Czy podatnicy mogą zatem liczyć na to, że po wprowadzeniu (od stycznia 2016 r.) do ordynacji podatkowej (art. 2a) zasady rozstrzygania na ich korzyść niedających się usunąć wątpliwości co do treści przepisów ich sytuacja ulegnie radykalnej poprawie? Myślę, że nie, i to z wielu powodów. Po pierwsze dlatego, że zasada ta odnosi się do prawa podatkowego, które nie jest prawem karnym, a podatnik nie ma w nim statusu oskarżonego. Po drugie, nie chodzi tu o wątpliwości podatników, lecz urzędników działających w imieniu organu podatkowego, który wydaje decyzje. Na ogół są oni dobrze przygotowani do wykonywania swoich obowiązków, stąd nie dają się często nabierać na próby oszukania fiskusa przez wnioskodawców. Wreszcie po trzecie, czy wątpliwości co do treści przepisów prawa podatkowego rzeczywiście nie można usunąć? Wręcz przeciwnie, można, a nawet trzeba to robić poprzez poprawianie niejasnych przepisów prawnych lub wydanie interpretacji ogólnej.
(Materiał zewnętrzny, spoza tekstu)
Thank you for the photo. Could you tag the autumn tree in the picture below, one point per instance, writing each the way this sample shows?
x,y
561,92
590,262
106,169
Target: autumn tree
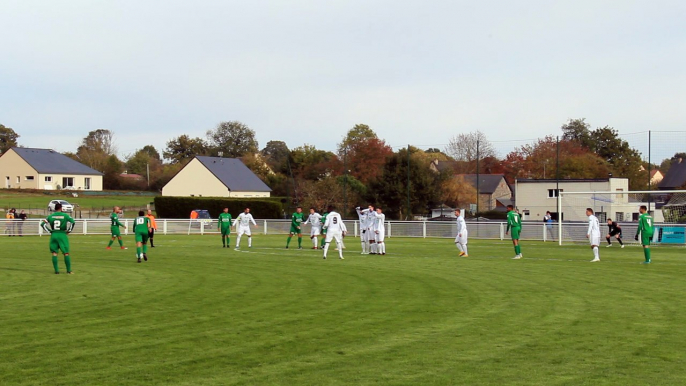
x,y
464,147
8,138
184,148
363,153
233,139
96,148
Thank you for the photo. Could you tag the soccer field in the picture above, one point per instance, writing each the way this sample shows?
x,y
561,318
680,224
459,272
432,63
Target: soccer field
x,y
198,314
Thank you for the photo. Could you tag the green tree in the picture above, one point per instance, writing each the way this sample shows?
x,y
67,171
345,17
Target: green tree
x,y
184,148
276,155
96,147
8,138
233,139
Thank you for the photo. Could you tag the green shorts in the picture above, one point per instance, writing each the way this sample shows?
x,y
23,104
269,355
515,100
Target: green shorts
x,y
514,232
59,242
142,237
Interpretacjom indywidualnym poświęca się obecnie więcej uwagi niż tym ogólnym. Całkowicie wypacza to sens nadzoru podatkowego. Ważniejsze jest bowiem prawidłowe rozumienie i stosowanie prawa podatkowego przez właściwe organy niż subiektywne odczytanie znaczenia niektórych regulacji przez podatników i płatników. Można założyć, że jeżeli organy podatkowe będą funkcjonowały poprawnie, a nadzór nad nimi będzie skuteczny, to wydawanie indywidualnych interpretacji podatkowych, tego swoistego „koncertu życzeń i oczekiwań” dla podatników, stanie się w końcu zbędne.
(...)
Cały felieton czytaj w eDGP.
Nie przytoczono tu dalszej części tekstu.